At the end of William Stafford’s poem, “A Ritual To Read To Each Other,” the poet writes:
“For it is important that awake people be awake,
or a breaking line may discourage them back to sleep;
the signals we give–yes or no, or maybe–
should be clear: the darkness around us is deep.”
It is always interesting to see the friendships that writers form with each other. William Stafford had a notable friendship with Robert Bly, a fellow poet with a different personality but with a shared interest. In many ways, the two poets complemented each other nicely; Stafford tranquil and with an elegant simplicity, still waters running deep in the vein of Emily Dickinson, with Bly flowery and ornate like a more contemporary Whitman. Likewise, Stafford was shy and reflective, while Bly was outspoken and expansive. Yet the two made good friends because of their shared respect for each other and their shared love of poetry. Those who are creative and artistic often long for their art to be a part of a community, to have some kind of larger meaning and significance merely beyond our own selves.

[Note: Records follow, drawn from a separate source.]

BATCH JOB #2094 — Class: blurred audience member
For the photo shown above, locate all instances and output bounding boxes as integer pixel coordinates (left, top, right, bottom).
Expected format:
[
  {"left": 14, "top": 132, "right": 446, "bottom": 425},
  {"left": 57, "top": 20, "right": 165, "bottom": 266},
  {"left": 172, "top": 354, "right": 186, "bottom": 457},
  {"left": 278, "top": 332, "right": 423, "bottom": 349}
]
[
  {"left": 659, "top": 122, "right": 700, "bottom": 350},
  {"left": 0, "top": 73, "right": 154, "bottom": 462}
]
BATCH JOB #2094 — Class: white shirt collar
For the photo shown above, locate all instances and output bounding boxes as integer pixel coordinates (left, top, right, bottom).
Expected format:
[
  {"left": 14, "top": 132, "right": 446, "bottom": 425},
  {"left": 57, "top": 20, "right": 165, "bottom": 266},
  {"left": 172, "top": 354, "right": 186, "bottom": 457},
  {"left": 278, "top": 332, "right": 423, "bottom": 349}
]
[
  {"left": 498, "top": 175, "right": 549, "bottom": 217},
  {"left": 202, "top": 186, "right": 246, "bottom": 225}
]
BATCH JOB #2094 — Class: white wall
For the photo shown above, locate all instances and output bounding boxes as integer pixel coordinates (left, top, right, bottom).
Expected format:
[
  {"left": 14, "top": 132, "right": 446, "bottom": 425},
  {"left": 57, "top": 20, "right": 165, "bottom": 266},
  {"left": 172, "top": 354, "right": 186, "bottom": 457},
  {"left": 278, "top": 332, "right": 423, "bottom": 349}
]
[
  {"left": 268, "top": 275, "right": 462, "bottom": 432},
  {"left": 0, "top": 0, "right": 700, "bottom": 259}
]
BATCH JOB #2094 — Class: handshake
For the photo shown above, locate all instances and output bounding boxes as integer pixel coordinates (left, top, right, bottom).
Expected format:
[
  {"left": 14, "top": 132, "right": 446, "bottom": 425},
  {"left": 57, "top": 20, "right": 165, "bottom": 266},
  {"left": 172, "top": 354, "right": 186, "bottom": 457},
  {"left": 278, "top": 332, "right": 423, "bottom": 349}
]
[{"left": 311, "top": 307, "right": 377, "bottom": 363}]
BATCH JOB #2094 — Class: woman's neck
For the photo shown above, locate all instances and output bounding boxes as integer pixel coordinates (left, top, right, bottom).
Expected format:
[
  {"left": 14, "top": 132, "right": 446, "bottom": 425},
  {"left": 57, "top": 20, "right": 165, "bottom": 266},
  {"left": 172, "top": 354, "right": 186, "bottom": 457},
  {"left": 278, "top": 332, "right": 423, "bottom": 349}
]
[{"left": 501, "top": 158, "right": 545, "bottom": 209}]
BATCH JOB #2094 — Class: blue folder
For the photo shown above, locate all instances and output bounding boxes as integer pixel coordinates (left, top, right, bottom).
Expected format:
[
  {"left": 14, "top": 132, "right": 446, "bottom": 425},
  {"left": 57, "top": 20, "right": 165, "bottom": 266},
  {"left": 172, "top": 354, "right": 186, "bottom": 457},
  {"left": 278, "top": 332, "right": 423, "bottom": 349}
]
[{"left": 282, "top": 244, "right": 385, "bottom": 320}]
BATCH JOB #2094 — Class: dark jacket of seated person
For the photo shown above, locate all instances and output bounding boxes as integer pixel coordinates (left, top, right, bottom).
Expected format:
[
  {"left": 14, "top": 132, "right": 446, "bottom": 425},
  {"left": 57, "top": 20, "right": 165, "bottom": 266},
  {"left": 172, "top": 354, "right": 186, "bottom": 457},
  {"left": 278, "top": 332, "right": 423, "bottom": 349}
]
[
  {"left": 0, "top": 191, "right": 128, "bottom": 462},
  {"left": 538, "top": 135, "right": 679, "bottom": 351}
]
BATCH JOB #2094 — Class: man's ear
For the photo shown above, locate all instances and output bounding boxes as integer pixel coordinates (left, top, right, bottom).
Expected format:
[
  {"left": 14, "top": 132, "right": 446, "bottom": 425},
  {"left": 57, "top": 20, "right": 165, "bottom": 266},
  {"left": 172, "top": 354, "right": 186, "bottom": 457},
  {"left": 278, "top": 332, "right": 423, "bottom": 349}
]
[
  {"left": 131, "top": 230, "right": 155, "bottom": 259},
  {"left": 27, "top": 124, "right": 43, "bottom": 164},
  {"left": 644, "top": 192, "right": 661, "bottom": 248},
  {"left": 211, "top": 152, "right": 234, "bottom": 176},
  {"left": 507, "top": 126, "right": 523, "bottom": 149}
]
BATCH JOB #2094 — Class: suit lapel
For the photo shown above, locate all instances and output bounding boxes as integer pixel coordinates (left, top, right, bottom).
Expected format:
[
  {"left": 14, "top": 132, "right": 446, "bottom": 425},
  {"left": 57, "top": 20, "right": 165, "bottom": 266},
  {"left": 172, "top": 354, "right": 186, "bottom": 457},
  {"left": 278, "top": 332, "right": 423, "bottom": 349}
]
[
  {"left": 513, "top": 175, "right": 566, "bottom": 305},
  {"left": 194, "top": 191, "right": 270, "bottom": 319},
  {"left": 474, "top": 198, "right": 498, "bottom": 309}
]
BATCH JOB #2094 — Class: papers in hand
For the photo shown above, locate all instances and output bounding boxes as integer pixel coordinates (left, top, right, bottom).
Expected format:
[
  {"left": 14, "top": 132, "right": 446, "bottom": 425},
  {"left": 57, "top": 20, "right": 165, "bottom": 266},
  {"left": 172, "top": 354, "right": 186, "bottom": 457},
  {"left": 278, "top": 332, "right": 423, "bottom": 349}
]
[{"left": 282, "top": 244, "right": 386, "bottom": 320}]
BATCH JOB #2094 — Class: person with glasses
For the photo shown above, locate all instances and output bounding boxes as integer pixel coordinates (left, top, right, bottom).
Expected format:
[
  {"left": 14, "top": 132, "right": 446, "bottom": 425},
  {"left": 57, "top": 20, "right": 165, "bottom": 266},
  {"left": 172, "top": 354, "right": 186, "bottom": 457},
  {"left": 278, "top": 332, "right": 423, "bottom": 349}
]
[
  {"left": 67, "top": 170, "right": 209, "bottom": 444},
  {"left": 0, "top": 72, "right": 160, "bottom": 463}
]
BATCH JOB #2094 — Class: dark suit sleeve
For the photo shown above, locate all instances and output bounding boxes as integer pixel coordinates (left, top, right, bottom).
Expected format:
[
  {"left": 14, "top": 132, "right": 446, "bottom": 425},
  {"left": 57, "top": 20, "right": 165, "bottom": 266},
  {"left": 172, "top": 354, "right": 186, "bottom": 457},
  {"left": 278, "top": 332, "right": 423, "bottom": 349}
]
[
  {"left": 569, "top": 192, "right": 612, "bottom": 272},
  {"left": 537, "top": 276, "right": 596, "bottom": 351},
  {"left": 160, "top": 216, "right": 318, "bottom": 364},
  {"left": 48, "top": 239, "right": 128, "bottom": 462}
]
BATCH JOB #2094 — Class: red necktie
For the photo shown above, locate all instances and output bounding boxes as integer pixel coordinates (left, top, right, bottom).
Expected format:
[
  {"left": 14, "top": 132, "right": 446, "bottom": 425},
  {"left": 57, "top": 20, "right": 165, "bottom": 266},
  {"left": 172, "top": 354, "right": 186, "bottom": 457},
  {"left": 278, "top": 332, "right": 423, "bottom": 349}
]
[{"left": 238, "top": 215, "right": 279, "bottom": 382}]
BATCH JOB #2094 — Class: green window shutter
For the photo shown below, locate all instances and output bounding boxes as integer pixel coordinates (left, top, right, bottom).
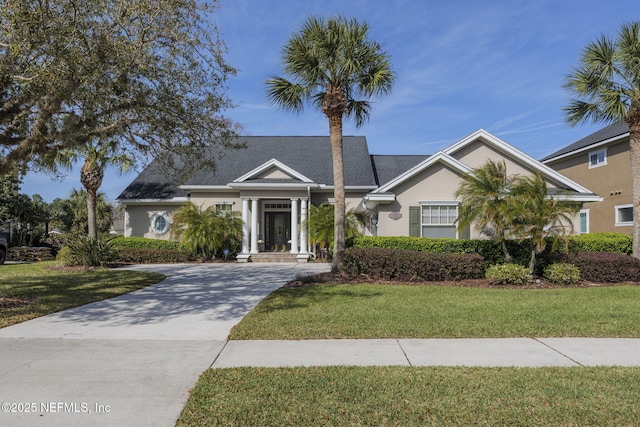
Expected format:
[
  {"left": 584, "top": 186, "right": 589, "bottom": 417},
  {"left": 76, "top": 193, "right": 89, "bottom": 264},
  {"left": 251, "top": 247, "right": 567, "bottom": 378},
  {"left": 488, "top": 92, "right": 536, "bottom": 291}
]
[{"left": 409, "top": 206, "right": 420, "bottom": 237}]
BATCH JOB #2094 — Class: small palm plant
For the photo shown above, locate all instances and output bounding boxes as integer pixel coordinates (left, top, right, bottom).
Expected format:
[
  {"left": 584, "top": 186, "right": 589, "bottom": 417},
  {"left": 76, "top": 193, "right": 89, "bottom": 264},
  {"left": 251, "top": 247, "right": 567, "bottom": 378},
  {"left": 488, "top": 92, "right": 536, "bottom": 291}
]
[
  {"left": 171, "top": 203, "right": 242, "bottom": 259},
  {"left": 455, "top": 160, "right": 514, "bottom": 263},
  {"left": 508, "top": 172, "right": 580, "bottom": 273},
  {"left": 307, "top": 205, "right": 360, "bottom": 260}
]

It is not an uncommon thing for creative people to desire the company and comradeship of other artists of like approach. One tends to find creative people as contemporaries who are also creative. David and Solomon had creative authors like Ethan and Heman the Ezrahites and Asaph, from among the Levites, all of whom composed among the most moving and enduring of biblical poems. William Shakespeare had Fletcher and Marlowe. Some artists, like the Hudson River School or the Pre-Raphaelites, are known for the groups that they were a part of, for their deep friendships and partnerships, which authors inspiring each other to new heights. In contrast to friends who serve to drag us down , these sorts of friends form a mutual appreciation and encouragement society but also provide thoughtful and reflective and honest commentary, as well as different perspectives that help to enrich our own views.

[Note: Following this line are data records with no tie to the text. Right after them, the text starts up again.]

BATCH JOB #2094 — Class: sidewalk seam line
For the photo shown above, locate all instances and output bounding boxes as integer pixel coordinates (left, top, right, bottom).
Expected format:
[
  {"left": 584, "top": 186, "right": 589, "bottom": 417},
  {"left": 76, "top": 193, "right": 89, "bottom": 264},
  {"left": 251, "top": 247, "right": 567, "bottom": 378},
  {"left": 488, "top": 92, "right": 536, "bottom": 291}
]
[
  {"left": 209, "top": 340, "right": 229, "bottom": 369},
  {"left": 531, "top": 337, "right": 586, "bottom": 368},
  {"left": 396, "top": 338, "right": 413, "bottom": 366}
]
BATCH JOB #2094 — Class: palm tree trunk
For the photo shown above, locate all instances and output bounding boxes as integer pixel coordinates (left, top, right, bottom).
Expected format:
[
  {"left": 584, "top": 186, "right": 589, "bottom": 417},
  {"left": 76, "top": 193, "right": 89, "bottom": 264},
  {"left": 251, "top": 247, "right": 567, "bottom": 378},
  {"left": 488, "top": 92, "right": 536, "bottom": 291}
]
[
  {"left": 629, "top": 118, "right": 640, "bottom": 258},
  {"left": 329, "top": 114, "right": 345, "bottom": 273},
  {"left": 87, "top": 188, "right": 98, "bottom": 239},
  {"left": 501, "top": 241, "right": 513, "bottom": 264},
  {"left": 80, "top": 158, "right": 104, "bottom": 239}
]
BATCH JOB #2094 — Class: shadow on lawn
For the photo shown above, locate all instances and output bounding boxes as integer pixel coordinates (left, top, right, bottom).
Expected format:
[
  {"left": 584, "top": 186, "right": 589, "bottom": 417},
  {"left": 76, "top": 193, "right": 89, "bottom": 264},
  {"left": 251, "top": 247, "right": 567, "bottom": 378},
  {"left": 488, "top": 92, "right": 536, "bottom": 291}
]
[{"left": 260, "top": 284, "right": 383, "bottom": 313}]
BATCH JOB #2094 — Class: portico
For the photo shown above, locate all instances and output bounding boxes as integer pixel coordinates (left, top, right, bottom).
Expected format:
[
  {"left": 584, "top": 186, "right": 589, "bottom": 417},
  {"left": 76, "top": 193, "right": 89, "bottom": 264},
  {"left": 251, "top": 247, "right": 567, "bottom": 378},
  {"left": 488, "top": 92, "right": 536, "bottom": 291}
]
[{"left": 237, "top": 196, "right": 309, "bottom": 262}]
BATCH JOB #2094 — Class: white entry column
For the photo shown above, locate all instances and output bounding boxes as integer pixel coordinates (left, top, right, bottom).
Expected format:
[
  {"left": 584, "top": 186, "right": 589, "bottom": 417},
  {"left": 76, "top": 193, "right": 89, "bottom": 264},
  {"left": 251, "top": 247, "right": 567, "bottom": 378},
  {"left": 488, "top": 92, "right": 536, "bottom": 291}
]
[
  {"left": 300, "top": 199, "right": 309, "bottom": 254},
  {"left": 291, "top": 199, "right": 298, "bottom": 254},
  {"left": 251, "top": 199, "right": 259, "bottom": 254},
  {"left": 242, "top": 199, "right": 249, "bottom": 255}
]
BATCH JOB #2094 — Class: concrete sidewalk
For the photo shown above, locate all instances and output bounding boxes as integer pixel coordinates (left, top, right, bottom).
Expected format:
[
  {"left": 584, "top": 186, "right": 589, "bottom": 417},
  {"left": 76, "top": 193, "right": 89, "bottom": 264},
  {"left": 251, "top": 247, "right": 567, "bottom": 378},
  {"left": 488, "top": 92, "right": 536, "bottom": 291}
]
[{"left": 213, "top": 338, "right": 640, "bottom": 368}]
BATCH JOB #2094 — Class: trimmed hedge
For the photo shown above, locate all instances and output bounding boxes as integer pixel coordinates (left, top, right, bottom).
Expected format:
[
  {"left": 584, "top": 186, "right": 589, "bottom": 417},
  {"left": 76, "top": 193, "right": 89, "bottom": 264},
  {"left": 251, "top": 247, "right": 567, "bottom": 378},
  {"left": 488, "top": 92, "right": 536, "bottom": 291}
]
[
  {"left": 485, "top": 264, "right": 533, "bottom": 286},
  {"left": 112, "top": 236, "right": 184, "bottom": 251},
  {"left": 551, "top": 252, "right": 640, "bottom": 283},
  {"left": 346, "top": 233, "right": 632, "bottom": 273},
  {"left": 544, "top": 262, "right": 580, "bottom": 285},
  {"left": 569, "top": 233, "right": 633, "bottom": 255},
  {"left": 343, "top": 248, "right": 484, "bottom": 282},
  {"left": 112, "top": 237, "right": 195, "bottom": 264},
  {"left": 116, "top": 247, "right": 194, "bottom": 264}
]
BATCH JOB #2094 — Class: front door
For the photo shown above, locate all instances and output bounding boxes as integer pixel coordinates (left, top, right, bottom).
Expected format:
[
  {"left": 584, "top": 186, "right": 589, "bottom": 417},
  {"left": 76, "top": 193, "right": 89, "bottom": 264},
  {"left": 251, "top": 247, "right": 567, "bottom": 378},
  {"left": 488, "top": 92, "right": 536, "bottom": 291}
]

As a writer, it is not surprising that I should have a lot of creative friends, whether they are creative in terms of music or writing or art. Although there are certain genres I am more familiar with and more comfortable with than others, I am in general appreciative of and sensitive to art in general, and that tends to lead to friends who share that same sort of artistic sensibility. There seems to be, at some level, some sort of community that is beneficial (and perhaps even necessary) to encourage great art. Sometimes this community is formed because of religious ties, professional association, location, or happenstance. Once a critical mass of people is thrown together with similar interests and inclinations and a desire to encourage each other and enjoy the research or creativity of others, then the end result is generally some sort of group or society, some hub that provides the infrastructure of shared creation.
On some fundamental level, though, this creativity depends on honesty and openness, not only to creating art from the experiences and meditations of life, but also to those people who are traveling with us along the highways and byways of life, an openness to their hopes and dreams, their fears and longings. It requires a willingness and an ability to express ourselves and to provide encouragement to others as we happen to, to share our vision and our worldview and to find a group of people whose judgment and perceptiveness we respect and appreciate. This is not always easy to find, but it is immensely worthwhile, for the darkness around us is deep, and to share the light with others makes a big difference in the lives that we live, an opportunity to improve the world that is precious and all too fragile.